Eleven suspects were charged in Brooklyn federal court for their roles in a multi-million dollar “bust out” scheme.
US Attorney Richard Donoghue announced this week that 11 suspects have been charged in a scheme to defraud banks by using fake, or “synthetic,” identities to obtain credit cards, and making approximately $3 million in charges that were never repaid.
Three of the suspects were also charged for a money laundering conspiracy which was designed to conceal the scheme.

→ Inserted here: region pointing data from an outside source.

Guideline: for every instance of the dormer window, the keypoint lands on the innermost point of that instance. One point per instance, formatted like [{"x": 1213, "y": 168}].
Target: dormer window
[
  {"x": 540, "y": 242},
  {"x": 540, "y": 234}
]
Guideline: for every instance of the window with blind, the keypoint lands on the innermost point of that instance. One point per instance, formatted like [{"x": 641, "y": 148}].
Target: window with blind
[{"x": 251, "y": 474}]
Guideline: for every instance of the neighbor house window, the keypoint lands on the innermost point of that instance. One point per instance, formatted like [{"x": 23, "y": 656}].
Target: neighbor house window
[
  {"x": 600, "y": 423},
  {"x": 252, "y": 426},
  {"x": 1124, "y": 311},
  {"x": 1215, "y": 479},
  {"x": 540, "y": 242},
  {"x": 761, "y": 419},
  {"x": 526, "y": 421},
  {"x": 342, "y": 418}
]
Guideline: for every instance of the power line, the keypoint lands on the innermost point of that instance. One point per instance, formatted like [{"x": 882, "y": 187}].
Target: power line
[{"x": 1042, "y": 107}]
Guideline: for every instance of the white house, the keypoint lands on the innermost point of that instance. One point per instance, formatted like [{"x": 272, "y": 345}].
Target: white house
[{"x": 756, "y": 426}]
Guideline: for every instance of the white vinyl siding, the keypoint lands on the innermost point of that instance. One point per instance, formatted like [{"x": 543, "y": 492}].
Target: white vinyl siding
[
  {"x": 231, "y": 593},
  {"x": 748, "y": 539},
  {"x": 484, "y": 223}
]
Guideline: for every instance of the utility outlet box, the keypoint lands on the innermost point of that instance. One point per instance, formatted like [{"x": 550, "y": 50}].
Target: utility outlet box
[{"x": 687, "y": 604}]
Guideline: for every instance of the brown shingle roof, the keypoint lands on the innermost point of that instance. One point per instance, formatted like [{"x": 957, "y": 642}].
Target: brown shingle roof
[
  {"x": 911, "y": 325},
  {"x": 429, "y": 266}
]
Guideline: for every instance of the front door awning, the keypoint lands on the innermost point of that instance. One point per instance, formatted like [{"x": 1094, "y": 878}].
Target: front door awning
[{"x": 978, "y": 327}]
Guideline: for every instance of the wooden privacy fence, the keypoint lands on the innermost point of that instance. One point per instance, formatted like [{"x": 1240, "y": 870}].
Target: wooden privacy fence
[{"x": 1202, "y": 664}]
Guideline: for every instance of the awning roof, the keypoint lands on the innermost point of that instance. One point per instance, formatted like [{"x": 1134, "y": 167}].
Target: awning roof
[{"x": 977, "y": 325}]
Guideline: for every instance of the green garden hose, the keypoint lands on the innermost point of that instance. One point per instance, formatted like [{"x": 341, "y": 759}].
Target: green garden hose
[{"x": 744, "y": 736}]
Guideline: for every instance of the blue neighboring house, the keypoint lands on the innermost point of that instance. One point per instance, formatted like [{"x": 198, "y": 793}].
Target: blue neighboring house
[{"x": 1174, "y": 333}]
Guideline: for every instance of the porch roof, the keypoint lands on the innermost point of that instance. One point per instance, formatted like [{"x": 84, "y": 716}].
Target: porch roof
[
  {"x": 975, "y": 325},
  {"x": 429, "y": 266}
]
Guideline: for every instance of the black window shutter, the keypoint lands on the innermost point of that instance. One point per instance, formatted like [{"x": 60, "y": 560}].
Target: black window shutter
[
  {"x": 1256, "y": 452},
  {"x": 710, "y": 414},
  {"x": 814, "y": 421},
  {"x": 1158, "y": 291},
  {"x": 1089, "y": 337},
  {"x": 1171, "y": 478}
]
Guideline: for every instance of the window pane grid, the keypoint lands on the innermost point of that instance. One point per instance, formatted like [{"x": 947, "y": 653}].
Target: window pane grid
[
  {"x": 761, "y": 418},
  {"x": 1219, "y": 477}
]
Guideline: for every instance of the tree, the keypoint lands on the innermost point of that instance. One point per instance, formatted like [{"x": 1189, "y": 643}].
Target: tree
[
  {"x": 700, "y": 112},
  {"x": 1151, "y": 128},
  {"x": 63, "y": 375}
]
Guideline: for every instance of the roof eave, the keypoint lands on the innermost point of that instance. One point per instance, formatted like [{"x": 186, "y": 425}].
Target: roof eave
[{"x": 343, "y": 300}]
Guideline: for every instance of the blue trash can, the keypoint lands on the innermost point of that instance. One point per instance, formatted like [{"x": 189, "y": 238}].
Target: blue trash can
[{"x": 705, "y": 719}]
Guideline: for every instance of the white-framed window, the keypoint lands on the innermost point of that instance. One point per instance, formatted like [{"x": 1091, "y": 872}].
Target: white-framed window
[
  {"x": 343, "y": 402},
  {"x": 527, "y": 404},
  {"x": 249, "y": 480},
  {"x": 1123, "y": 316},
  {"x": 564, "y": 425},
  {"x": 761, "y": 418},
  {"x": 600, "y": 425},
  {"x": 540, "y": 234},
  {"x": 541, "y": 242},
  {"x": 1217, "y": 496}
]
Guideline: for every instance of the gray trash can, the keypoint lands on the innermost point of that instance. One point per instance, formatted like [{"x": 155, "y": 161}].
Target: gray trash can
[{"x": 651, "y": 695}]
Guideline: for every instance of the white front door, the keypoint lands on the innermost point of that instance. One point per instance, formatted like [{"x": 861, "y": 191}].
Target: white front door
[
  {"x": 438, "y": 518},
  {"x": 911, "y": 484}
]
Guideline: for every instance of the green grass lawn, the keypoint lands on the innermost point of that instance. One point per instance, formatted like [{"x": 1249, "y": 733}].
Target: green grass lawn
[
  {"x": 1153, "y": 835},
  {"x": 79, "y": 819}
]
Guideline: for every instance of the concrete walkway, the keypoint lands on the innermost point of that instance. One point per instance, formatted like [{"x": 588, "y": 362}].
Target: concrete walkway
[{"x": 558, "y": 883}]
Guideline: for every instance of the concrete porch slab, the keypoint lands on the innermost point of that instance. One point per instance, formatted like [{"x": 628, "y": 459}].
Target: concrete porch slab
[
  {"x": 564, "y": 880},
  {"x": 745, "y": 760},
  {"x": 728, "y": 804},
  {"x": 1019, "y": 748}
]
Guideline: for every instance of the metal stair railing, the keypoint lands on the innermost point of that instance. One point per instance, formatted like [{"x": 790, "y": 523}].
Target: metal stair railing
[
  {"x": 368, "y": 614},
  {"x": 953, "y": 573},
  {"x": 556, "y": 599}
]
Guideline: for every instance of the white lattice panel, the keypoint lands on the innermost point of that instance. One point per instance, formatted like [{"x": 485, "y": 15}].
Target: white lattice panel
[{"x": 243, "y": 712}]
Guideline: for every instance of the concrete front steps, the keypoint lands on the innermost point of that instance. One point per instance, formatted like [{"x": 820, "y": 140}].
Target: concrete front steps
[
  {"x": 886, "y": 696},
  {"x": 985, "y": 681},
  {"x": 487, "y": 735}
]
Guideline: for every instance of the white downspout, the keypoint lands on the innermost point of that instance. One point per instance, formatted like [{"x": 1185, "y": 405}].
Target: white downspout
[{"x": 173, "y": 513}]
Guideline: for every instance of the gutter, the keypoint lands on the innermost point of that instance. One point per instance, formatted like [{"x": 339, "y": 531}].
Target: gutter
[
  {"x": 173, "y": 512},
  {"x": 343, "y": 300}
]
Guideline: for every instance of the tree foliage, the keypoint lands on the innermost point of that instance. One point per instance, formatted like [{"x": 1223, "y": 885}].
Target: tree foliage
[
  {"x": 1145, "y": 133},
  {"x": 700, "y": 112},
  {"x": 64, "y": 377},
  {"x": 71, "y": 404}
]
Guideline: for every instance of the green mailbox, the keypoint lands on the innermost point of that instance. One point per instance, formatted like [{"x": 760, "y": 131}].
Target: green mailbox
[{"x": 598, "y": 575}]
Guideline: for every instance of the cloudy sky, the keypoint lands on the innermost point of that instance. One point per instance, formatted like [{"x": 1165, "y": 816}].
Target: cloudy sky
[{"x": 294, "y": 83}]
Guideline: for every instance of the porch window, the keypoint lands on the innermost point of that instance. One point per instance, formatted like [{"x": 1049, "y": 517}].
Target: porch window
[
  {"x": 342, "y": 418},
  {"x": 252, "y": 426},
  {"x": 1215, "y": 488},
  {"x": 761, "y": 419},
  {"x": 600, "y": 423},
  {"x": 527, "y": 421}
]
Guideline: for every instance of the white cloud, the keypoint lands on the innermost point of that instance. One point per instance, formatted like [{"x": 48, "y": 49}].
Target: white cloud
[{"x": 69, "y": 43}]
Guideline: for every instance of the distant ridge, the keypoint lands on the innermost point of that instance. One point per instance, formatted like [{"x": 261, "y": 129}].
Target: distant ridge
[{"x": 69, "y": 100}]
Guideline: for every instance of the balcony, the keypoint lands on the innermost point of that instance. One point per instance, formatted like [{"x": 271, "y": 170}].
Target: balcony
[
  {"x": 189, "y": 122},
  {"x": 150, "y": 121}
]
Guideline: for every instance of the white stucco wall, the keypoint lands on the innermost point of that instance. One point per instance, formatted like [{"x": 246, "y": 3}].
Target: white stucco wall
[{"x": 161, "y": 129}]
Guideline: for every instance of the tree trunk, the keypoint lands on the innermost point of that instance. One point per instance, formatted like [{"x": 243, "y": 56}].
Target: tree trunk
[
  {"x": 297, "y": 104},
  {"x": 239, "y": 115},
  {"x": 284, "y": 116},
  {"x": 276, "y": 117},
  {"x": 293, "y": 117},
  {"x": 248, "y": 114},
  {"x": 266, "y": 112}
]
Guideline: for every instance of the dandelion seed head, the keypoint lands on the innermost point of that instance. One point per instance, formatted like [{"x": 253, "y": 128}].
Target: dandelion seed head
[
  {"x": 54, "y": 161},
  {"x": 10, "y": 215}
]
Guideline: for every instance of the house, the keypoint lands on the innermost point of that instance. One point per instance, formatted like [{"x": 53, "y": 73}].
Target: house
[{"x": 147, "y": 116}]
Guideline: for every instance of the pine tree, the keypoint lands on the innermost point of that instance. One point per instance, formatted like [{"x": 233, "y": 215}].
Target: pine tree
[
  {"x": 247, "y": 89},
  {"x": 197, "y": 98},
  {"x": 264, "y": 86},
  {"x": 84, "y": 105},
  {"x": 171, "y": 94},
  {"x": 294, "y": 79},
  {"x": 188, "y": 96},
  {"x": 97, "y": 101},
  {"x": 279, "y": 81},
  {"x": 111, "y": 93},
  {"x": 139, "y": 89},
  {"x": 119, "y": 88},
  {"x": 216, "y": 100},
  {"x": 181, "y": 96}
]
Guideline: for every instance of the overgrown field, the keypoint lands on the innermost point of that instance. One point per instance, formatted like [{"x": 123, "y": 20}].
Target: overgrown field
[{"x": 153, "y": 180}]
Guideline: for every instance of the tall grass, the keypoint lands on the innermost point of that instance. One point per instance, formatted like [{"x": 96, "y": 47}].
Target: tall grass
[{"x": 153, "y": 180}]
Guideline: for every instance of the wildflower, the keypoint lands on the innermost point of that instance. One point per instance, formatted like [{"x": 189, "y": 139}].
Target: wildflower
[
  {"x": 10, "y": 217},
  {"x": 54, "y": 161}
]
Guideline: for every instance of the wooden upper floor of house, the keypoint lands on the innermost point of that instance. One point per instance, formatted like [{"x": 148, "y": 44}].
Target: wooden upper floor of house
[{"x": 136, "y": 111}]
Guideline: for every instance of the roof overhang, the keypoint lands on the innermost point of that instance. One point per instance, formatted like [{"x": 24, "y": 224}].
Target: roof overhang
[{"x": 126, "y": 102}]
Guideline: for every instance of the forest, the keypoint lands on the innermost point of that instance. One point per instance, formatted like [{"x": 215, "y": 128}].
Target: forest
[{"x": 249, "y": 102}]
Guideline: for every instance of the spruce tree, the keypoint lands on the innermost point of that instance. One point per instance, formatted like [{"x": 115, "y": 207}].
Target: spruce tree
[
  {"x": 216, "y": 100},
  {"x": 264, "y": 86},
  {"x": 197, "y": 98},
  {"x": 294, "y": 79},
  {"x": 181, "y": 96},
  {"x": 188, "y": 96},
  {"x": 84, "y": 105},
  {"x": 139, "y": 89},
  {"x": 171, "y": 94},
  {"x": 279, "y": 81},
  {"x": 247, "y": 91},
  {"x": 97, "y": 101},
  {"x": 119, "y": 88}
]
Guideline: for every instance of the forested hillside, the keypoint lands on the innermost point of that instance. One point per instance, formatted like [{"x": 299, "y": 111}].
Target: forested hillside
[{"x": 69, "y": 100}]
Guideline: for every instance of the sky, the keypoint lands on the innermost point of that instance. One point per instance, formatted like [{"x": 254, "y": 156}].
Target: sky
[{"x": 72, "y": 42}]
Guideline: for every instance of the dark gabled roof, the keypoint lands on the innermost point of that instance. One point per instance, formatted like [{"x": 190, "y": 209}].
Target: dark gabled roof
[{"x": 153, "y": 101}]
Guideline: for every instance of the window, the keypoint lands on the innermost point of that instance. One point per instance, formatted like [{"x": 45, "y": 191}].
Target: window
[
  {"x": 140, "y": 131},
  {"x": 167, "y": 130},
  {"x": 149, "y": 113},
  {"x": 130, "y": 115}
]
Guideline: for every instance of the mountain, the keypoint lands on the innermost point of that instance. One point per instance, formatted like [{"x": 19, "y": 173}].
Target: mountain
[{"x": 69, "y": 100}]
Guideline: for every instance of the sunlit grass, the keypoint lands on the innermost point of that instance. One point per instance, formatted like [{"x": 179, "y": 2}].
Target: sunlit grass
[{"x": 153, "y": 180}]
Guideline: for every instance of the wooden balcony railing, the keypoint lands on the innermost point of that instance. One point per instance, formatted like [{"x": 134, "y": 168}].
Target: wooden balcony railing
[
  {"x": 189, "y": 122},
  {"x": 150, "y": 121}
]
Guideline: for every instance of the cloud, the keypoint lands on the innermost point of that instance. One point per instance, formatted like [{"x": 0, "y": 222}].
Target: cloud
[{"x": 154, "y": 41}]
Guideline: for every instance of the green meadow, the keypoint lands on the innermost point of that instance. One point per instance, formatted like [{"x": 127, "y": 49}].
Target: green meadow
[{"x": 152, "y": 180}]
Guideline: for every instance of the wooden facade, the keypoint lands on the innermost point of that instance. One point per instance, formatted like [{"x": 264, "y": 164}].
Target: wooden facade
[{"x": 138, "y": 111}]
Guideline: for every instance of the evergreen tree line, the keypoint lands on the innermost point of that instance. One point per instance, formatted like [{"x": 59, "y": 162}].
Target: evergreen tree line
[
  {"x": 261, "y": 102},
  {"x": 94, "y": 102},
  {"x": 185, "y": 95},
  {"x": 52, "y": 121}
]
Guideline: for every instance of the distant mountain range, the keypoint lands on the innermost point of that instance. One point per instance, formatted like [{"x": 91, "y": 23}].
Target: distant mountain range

Between January 2013 and December 2017, the 11 allegedly used synthetic identities created by using different types of personal identification information - names, dates of birth and Social Security numbers - from different people to create fake identities and obtain credit cards from banks.
According to court filings, they then used those cards for expenditures that they had no intention to repay, including mortgages on three homes in Queens. The suspects also used shell companies - which did little or no actual business - to record hundreds of thousands of dollars on the credit cards. They then received payment for the fake transactions from financial institutions and credit card processors.
Donoghue said that nine of the suspects were arrested on Wednesday, June 26, and eight have made their initial appearances in court and were released on bond. One suspect was scheduled to appear in court on Thursday, and two have not been taken into custody.
Those charged were:
- Mohammed Akhtar, 43, of Flushing;
- Hafeez Ali, 54, of Fort Hamilton, Brooklyn;
- Shaila Khondkar, 48, of Jamaica;
- Rahader Thiara, 42, of Queens Village;
- Perminder Chiara, 40, of Queens Village;
- Nadezhda Epshteyn, 44, of Rockaway Park;
- Cyrus Shroff, 45, of Rockaway Park;
- Zainoelbaks Karimbux, 50, of Bellrose;
- Gursimardeep Sing, 34, of the Bronx;
- Anis Khan, 32, of Sheepshead Bay, and;
- Daljeet Singh - also known as Akhtar Iqbal - 46, of College Point.
Each of the suspects has been charged with access device fraud. Khondkar, Bahader Thiara, Perminder Thiara have also been charged with money laundering. If convicted, those charged with access device fraud face up to 10 years in prison, and up to 20 years for money laundering conspiracy.